Imagine we have a tooltip that precisely explains to a reader what “m/f” means. What goes there? Where will we link the user for authoritative explanation? I have this bit of information for “common”, since this is featured in other dictionaries, but I don’t have this for “m/f”.

strogonoff commented 3 years ago

Here are two examples of how French dictionaries describe words that are “masculine or feminine”:

Screenshot 2021-01-29 at 6 42 52 PM Screenshot 2021-01-29 at 6 42 51 PM

Note the “n. m. sing. et n. f. pl.”

strogonoff commented 3 years ago

Current status:

  1. Some languages (such as Spanish and Russian) have a specifically defined common gender, used to denote nouns that can be used in a sentence equally well regardless of whether the sentence expects a masculine or a feminine noun in that place.

  2. Other languages (like French) use different ways of describing how a word behaves across genders from grammatical standpoint, and it is neither “common gender” nor a list of genders.

  3. We can continue using “common” in our model and special-case output it as “masculine or feminine” in French only, but that would not cover more complex cases like the above.

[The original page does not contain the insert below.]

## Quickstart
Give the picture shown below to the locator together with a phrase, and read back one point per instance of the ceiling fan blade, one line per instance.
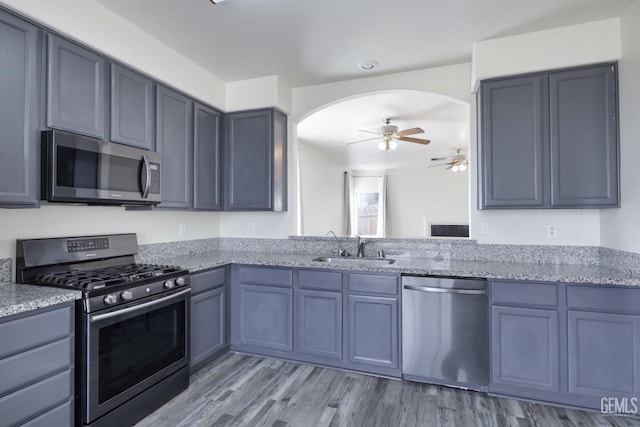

  4. Otherwise, the most feasible way that I see of representing this right now without resorting to per-language schemas is with a freeform string (which can to a degree be validated automatically with programmatically defined constraints, but ultimately validated manually by customer organization’s linguist).

  5. Epicene gender doesn’t seem to enter the picture here, not pertaining to grammatical usage of the word as much as its meaning.

ronaldtse commented 3 years ago

I have requested assistance from a French linguist. Let's see what he says.